Feature Type / Values Description
age Integer (years) Age of the patient in years
sex Male / Female Biological sex of the patient
smoking Yes / No Smoking history
tumor Primary / Recurrence Indicates whether the tumor is primary or recurrent
stage TaHG / T1HG / T2HG Tumor stage: Ta (inner lining), T1 (connective tissue), T2 (muscle invasion); all high-grade
substage T1m / T1e T1m: ≤ 0.5mm invasion; T1e: > 0.5mm invasion
grade G2 / G3 G2: moderately differentiated; G3: poorly differentiated
reTUR Yes / No Re-transurethral resection (TUR) performed before BCG induction
LVI Yes / No Lymphovascular invasion observed on H&E slide
variant UCC / UCC + Variant Urothelial carcinoma alone or with variant histology
EORTC High risk / Highest risk European Organization for Research and Treatment of Cancer (EORTC) risk classification
no_instillations Integer Total number of BCG instillations. "-1" indicates missing data.
Reference Standard
BRS BRS1 / BRS2 / BRS3 Biomarker-derived BCG response subtype from RNA-seq
Additional information (not used in evaluation/test)
progression 0 / 1 Progression to advanced disease (1-true/0-false)
HG_recur_BCG_failure 0 / 1 BCG failure (1-true/0-false)
time_to_prog_or_FUend Float (months) Time to progression or end of follow-up in months
time_to_HG_recur_or_FUend Float (months) Time to high-grade recurrence or end of follow-up in months
time_to_FUend Float (months) Time to end of follow-up in months

Data versions

v1
  • 132 paired multimodal training data (_HE.tif, _HE_mask.tif, and _CD.json)
  • Contains incorrect histopathology slides and/or tissue mask (_HE.tif, _HE_mask.tif):
    • Corrupted: 2A_024,
    • Incorrect spacings: 2A_017, 2A_031, 2A_042, 2A_050, 2A_141, 2A_143, and 2A_157
    • Scan is out of focus, resulting in failed tissue segmentation: 2A_025 (blank mask)
v2
  • 182 paired multimodal training data (_HE.tif, _HE_mask.tif, and _CD.json).
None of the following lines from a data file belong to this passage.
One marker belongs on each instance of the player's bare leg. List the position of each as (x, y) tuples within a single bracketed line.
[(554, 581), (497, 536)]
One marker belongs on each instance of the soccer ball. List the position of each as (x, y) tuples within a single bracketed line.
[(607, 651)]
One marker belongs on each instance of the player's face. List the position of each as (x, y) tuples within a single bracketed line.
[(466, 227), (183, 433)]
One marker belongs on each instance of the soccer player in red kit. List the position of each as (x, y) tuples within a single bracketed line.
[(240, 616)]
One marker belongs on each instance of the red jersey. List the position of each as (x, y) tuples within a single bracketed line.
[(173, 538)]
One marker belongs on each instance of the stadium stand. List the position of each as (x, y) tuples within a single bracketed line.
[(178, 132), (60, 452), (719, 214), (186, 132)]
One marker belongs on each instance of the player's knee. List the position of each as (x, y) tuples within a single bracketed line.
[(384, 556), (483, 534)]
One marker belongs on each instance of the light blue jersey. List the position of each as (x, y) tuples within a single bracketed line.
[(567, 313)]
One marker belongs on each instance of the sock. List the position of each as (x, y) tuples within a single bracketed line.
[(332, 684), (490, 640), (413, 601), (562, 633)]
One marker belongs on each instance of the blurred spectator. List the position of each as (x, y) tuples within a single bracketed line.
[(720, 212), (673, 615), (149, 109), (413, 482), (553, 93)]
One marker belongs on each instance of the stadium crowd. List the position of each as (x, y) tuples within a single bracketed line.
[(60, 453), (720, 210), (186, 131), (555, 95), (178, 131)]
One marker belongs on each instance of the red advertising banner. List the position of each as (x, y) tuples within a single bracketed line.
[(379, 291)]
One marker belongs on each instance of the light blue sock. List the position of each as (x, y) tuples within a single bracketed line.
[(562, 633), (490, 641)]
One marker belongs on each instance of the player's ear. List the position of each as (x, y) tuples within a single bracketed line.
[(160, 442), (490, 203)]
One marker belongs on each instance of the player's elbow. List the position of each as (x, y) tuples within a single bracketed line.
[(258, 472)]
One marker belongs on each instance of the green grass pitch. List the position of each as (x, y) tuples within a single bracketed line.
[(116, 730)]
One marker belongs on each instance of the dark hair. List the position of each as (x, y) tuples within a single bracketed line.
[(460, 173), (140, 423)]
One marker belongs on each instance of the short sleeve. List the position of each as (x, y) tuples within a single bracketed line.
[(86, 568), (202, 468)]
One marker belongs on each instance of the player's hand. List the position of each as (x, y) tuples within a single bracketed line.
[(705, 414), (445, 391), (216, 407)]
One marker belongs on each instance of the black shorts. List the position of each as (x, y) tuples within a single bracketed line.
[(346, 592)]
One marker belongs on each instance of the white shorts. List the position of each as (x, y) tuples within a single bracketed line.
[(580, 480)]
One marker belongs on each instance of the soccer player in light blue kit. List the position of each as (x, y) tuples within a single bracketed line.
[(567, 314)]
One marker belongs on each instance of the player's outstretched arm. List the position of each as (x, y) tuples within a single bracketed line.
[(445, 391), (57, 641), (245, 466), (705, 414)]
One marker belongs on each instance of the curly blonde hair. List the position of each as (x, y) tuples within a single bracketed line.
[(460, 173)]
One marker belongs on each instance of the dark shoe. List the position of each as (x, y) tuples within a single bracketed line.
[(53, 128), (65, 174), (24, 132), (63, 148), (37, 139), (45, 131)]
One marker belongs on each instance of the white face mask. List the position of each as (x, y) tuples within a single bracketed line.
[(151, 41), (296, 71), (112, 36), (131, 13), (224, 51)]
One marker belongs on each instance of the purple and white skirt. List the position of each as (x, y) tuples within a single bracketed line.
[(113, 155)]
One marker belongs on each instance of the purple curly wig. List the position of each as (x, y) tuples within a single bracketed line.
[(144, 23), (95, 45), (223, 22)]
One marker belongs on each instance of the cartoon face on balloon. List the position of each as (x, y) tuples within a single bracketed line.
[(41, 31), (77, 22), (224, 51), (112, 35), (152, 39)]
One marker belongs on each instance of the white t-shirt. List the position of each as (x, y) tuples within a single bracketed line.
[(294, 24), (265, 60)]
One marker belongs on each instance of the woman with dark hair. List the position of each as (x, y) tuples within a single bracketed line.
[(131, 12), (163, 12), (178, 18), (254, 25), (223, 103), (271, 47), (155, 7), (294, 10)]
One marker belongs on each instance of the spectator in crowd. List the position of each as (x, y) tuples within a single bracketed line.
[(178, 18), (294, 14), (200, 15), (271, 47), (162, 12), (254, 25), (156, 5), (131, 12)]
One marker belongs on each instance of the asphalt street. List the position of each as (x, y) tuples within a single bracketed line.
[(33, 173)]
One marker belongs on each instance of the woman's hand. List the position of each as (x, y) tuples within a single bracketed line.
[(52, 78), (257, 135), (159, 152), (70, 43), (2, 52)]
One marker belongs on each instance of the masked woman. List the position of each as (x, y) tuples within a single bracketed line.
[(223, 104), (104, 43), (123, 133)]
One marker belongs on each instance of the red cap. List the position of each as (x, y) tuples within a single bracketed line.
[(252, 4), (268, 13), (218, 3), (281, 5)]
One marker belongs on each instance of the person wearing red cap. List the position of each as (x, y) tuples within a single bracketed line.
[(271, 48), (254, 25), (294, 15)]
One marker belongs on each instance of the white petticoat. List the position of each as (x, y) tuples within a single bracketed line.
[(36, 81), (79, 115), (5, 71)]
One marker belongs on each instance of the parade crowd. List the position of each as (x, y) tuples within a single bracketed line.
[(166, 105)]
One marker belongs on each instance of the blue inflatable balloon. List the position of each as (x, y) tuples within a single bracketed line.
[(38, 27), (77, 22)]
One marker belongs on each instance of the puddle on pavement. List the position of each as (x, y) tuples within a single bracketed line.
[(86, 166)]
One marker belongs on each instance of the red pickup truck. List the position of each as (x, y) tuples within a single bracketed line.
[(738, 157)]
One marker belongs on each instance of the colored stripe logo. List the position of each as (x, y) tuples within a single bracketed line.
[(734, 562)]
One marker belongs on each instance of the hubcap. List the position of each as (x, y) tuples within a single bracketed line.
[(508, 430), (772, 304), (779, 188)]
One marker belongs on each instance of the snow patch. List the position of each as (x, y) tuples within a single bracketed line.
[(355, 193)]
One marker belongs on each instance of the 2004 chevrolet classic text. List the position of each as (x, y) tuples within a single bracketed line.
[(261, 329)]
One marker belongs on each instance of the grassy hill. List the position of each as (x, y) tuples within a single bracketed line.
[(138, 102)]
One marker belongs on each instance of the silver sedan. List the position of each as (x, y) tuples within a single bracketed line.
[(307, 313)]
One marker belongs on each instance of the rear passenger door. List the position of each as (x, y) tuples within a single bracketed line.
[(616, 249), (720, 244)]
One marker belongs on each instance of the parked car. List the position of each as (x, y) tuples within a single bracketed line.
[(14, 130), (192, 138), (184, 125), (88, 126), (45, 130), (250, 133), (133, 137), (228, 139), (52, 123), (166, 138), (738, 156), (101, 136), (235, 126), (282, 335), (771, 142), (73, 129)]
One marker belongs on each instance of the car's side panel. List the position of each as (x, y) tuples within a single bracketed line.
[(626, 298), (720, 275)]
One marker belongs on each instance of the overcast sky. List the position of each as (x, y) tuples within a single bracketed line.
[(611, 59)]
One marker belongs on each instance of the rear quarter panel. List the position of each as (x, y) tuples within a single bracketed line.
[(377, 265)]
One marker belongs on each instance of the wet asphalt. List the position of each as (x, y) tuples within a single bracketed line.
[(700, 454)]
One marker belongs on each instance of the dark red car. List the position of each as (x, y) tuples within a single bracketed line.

Note that all the clinical data (_CD.json) files have been updated to reflect the features used in validation and test.
  • These slides are fixed: 2A_024, 2A_017, 2A_031, 2A_042, 2A_050, 2A_141, 2A_143, and 2A_157. 2A_025 slide which is out of focus, however, cannot be fixed.
  • Added extra materials to support model training:
    • Feature embeddings (*.pt) and
    • Coordinate of the patches (*.npy), where both are
      • extracted on the _HE.tif and _HE_mask.tif of each case,
      • using UNI at 0.25mpp resolution with 224×224 patch size, and
      • using slide2vec


Download Training Data

Instruction (latest version)

  1. Install AWS CLI https://docs.aws.amazon.com/cli/latest/userguide/getting-started-install.html
  2. Bucket name: s3://chimera-challenge/v2/task2/
  3. Command line: aws s3 cp --no-sign-request s3://chimera-challenge/v2/task2/ <destination_path>

Bucket structure (latest version)

v2/
  task2/
    data/ 
      task2_quality_control.csv 
      {patient_id}/
        {patient_id_CD.json}
        {patient_id_HE.tif}
        {patient_id_HE_mask.tif}
    features/
      coordinates/
        {patient_id_HE.npy}
        {patient_id_HE.npy}
        {patient_id_HE.npy}
      features/
        {patient_id_HE.pt}
        {patient_id_HE.pt}
        {patient_id_HE.pt}


Reference

  1. de Jong FC, Laajala TD, Hoedemaeker RF, Jordan KR, van der Made AC, Boevé ER, van der Schoot DK, Nieuwkamer B, Janssen EA, Mahmoudi T, Boormans JL. Non–muscle-invasive bladder cancer molecular subtypes predict differential response to intravesical Bacillus Calmette-Guérin. Science translational medicine. 2023 May 24;15(697):eabn4118.